Plan B – Feminism as Practice & Theory

Plan B – Feminism as Practice & Theory

On Tuesday, March 24, 2009 U.S. District Judge Edward R. Korman in New York instructed the agency to make Plan B available to 17-year-olds within 30 days and to review whether to make the emergency contraceptive available to all ages without a doctor’s order. He also alleged in his 52 page ruling that “FDA repeatedly and unreasonably delayed issuing a decision on Plan B for suspect reasons and, on two occasions, only took action on Plan B to facilitate confirmation of Acting FDA Commissioners, whose confirmation hearings had been held up due to these repeated delays.” LINK TO THE DECISION

The feminist principle is evident throughout history as demonstrated by the role women played in various civilizations. Women have always stood as a symbol to be possessed and controlled. Men have gone to wars over them and even today their bodies are censured in one way or another. From Janet Jackson’s “wardrobe malfunction” to breast feeding in public. Theirs was a struggle for equality but also a struggle to ensure that different voices were considered. They can be credited with instilling and ensuring a voice of conscience in American society. Their ability to procreate and bear men’s progeny makes them have a unique role in society. One can argue that it has created a system that is based on making them dependent on men for survival.

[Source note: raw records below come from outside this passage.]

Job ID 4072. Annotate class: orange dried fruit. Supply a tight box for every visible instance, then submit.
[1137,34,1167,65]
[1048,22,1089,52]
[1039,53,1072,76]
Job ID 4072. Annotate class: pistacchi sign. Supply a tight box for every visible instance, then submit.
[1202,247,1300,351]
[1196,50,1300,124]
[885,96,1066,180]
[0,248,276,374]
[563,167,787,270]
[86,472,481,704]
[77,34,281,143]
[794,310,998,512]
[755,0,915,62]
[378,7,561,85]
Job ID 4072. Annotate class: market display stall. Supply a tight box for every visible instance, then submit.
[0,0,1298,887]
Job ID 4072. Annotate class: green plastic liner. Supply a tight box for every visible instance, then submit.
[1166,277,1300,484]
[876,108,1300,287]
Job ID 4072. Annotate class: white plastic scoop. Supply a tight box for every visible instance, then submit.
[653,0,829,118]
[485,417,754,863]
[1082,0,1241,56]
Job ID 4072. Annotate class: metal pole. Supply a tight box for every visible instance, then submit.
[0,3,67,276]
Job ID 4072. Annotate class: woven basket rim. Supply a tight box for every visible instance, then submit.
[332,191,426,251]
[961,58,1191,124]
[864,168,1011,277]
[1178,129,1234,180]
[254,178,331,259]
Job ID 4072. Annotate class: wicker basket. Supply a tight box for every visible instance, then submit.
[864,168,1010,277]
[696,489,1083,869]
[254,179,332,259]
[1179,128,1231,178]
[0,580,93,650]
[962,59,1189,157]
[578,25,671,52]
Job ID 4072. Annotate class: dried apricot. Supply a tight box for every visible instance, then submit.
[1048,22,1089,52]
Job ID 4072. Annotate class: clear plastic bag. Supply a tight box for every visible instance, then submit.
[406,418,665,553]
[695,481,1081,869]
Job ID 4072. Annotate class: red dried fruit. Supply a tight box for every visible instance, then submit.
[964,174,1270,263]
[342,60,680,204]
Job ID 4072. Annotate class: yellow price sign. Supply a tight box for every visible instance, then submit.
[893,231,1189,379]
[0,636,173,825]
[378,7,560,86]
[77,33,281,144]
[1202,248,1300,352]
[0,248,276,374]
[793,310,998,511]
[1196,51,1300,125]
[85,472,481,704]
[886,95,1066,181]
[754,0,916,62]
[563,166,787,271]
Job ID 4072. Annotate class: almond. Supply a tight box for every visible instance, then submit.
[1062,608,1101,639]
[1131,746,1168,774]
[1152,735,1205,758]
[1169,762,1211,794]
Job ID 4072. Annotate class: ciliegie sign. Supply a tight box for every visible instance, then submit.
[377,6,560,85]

As society is a social construct, there tends to be a male dominated ideology and arguably a “white male” dominated ideology. It is on this playing field an adversary competes. The rules have been codified by “white males” for the benefit of ‘white males.” Mastering skills and competence is not only a necessity but a requirement to participate. History has shown that marginalized people have always come together to seek common interest and diverge when those interests collide. The feminist movement was not without varying incestuous alliances with other interest groups all of vying for advancing various agendas.

It would be hard to dissect what underlying assumptions are useful and limiting, without first looking at the various lessons learned. The feminists were successful as a movement and in redefining the role of women in American society. We hear the word “deconstruction” all the time. It was a postmodern feminist who theorized “that when you get down to it, there is no such thing as justice, beauty, or truth – only power and the quest to maintain it.” This is the underlying underpinnings of many societal constructs and organization. They are at their very essence of an entity created to seek its own welfare and the collective welfare of those who share its memberships. The postmodern feminist ideology holds that you must ‘identify these power structures through deconstruction and then to reverse those structures through political action (P. 36). There tools were useful because they were focused on oppression and as such useful and relevant to peoples who are marginalized everywhere.

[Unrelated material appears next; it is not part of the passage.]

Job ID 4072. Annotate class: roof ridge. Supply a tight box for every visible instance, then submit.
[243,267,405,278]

I subscribe to the belief that feminist legal theories are a “house with many rooms.” I also argue that feminist legal theory use and borrow the best of other feminist theories. They are after all a fragmented constituency and with varying agendas and ends, often times lacking full cohesion. They have mastered the political process and it is baffling that while it appears they are closing the gap with men in terms of educational achievements and enrollment rates, they are still marginally represented in the workplace and in positions of power. This is a natural disconnect and should be a demonstrable sign that as a society we are still constricted to gendered roles. It shows that although women have made great strides they will always be jockeying for power and influence against a constituency bent on maintaining the status quo and thus control over them.